Dans son intervention, le Délégué du Soudan avait émis des inquiétudes au sujet de certains projets instruits par le ministre du Sahara qui ont éveillé au Soudan une légitime émotion. Ces projets tendraient à inclure dans la zone de recherche et d’exploitation uniquement les territoires habités par les populations nomades et à en exclure systématiquement toutes les populations sédentaires, quelque soit l’emplacement de leurs villages.
«Une telle éventualité nous parait inacceptable. Car nous ne saurions, en aucun cas, admettre que les limites de la zone où s’exercera l’influence de l’organisation commune, dont les habitants bénéficieront ultérieurement de régimes spéciaux, soient fixées uniquement en fonction de considérations raciales», s’opposera Haïdara.

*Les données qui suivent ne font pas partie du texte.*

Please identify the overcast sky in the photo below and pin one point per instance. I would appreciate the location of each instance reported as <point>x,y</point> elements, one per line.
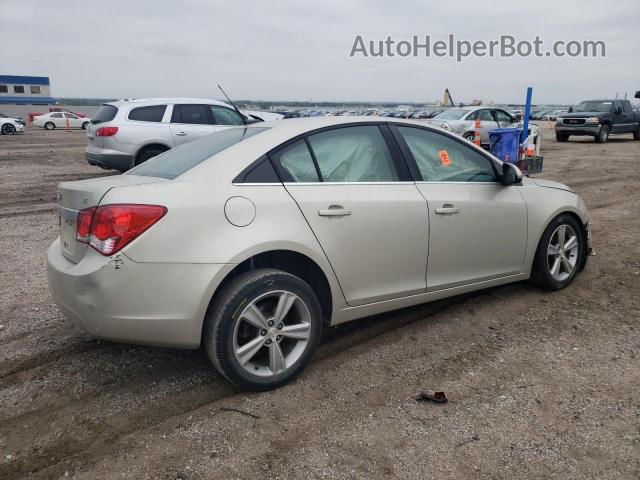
<point>295,50</point>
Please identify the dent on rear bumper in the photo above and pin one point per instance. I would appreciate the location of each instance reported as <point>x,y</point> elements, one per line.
<point>118,299</point>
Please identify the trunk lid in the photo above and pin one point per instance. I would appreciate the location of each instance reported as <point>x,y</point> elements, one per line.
<point>75,196</point>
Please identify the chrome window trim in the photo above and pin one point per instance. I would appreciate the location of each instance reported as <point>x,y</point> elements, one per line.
<point>408,182</point>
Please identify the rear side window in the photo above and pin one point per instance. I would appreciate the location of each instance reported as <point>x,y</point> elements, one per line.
<point>153,113</point>
<point>191,114</point>
<point>225,116</point>
<point>296,162</point>
<point>353,154</point>
<point>178,160</point>
<point>105,113</point>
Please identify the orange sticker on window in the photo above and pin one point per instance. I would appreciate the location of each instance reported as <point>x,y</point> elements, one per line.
<point>444,158</point>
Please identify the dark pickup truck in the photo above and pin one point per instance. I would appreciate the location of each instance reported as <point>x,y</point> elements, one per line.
<point>599,119</point>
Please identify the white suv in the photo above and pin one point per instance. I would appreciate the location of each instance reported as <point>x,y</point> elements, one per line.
<point>126,133</point>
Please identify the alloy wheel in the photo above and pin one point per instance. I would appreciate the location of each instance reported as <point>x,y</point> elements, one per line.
<point>562,252</point>
<point>272,333</point>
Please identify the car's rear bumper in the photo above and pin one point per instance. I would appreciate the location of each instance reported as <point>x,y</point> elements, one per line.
<point>118,299</point>
<point>108,159</point>
<point>591,130</point>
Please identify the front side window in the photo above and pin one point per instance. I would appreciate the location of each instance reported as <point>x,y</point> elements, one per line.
<point>153,113</point>
<point>225,116</point>
<point>353,154</point>
<point>443,159</point>
<point>191,114</point>
<point>296,162</point>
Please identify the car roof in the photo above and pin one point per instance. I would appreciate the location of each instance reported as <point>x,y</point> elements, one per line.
<point>155,101</point>
<point>228,163</point>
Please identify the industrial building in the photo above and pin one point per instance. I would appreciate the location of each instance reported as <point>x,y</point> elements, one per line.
<point>25,90</point>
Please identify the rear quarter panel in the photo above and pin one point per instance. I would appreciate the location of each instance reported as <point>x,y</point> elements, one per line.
<point>196,229</point>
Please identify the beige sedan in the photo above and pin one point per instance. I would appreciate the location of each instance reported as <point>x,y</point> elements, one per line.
<point>251,241</point>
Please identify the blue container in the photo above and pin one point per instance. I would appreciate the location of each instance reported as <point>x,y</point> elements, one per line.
<point>505,143</point>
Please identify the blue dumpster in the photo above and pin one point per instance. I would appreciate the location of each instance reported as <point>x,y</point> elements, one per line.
<point>505,143</point>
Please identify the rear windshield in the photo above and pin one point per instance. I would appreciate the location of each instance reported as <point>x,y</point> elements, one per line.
<point>105,113</point>
<point>178,160</point>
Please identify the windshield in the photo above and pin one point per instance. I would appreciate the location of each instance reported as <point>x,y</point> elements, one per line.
<point>593,106</point>
<point>452,114</point>
<point>178,160</point>
<point>105,113</point>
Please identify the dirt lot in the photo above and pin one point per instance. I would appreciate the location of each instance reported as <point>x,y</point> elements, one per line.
<point>541,385</point>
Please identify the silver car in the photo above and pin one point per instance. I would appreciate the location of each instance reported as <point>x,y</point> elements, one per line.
<point>251,241</point>
<point>462,121</point>
<point>126,133</point>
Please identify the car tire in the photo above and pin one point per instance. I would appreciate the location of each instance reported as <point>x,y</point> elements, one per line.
<point>559,258</point>
<point>256,358</point>
<point>8,129</point>
<point>603,135</point>
<point>148,153</point>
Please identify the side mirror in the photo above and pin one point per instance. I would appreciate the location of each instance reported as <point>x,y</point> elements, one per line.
<point>511,175</point>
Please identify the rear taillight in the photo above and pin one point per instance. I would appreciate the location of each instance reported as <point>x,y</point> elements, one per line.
<point>106,131</point>
<point>83,225</point>
<point>112,227</point>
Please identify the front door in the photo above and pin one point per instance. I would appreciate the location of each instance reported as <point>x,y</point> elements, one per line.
<point>190,122</point>
<point>371,222</point>
<point>477,226</point>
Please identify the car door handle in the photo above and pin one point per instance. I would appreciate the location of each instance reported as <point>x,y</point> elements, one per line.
<point>447,209</point>
<point>334,211</point>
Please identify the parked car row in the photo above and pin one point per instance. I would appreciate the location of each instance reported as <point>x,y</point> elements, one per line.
<point>462,121</point>
<point>53,120</point>
<point>127,133</point>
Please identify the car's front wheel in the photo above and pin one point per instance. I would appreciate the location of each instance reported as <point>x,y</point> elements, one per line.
<point>560,254</point>
<point>263,328</point>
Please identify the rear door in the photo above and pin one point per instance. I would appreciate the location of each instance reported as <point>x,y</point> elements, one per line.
<point>353,188</point>
<point>191,121</point>
<point>477,226</point>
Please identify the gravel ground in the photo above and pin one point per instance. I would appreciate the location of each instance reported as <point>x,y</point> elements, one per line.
<point>541,385</point>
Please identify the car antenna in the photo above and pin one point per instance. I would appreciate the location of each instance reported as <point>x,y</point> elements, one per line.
<point>232,104</point>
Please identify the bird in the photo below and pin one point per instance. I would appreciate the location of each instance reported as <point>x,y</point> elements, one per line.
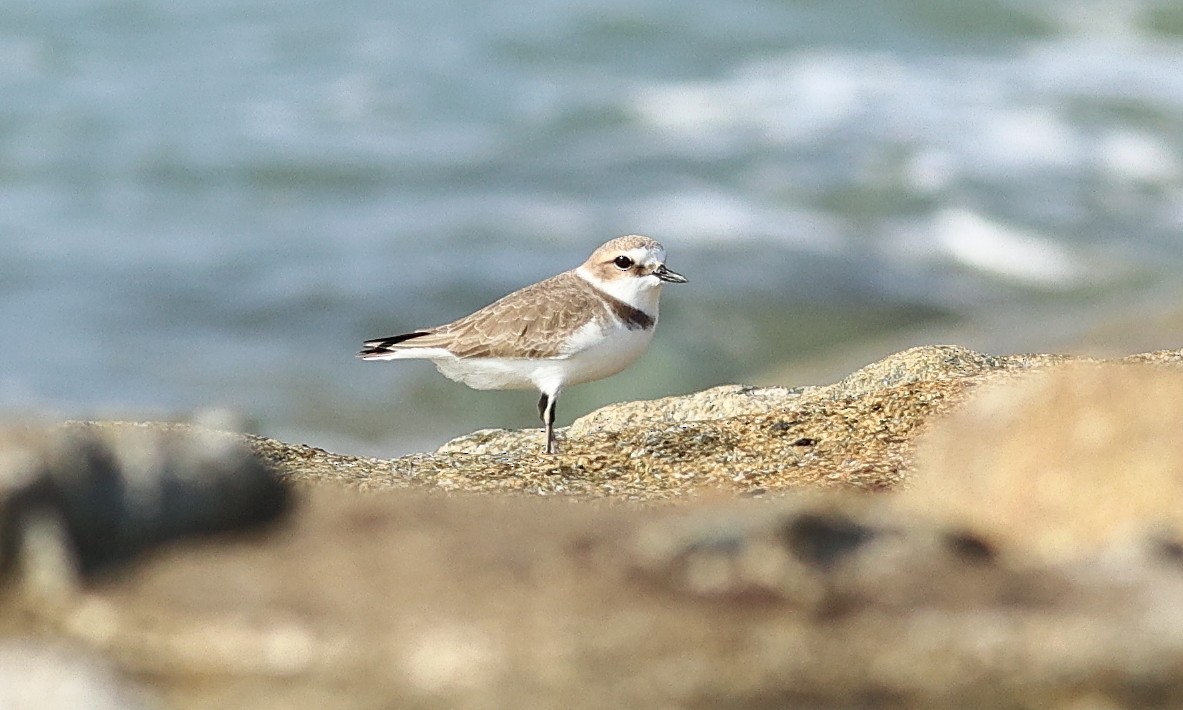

Le tracé devra être étudié, le Soudan y attache le plus grand prix, compte tenu essentiellement de la topographie des lieux, de la nature des terrains et des espérances qu’ils renferment. « Nomade à peau blanche, sédentaires de race noire, Soudanais les uns et les autres, doivent indifféremment être appelés, en tant que tels, à bénéficier des avantages que pourra éventuellement procurer l’inclusion dans le périmètre de l’organisation commune.
S’il en était autrement, le soudan verrait se diviser des populations» prévenait le Sénateur.
Malgré ces alertes, une campagne d’agitation malsaine orchestrée par la France a continué. Aujourd’hui, il y a, en fait, presque qu’une rupture entre sédentaires et nomades originaires des régions du nord et par ricochet les populations du sud.
D’accord en accord, le problème du nord a été déplacé
A l’époque, Mahamane Haïdara conseillait les Français à ne pas laisser ce danger prospérer si nous voulons éviter l’établissement d’un état d’anarchie au Nord-Soudan, actuel nord du Mali. Malheureusement il n’a pas été suivi par les autorités françaises accusées à tort où à raison d’être les instigateurs de ce à quoi nous assistons aujourd’hui. Il s’agit de la prétention de la création de la fantomatique Etat de l’Azawad. Une zone devenue le nid des terroristes et de toutes sortes de pratiques inhumaines.
Rappelons qu’hier comme aujourd’hui, la souveraineté et l’intégrité du Mali ont été toujours menacées. En 1958, le représentant de notre pays disait : « pour les diverses raisons que nous avons soulignées plus haut, considérant que l’indépendance politique et l’intégrité de notre Territoire ne sont pas suffisamment protégées par les textes édictés jusqu’à ce jour, le Soudan tient à réserver son accord quant au tracé des limites du périmètre saharien. Il nous apparaît donc que la loi du 10 janvier 1957 doit être aménagée pour renforcer le caractère d’organisme de coopération de l’organisation commune des régions sahariennes». Une fois de plus, il n’a pas été écouté. D’accord en accord, on a fait que déplacer les problèmes de la crise malienne. Le dernier en date qui sera probablement signé ce vendredi 15 mai a divisé les Maliens. En plus, il fera l’objet d’une signature unilatérale car, l’autre partie qui sème la terreur au nord du pays refuse d’adhérer à une éventuelle restauration de paix.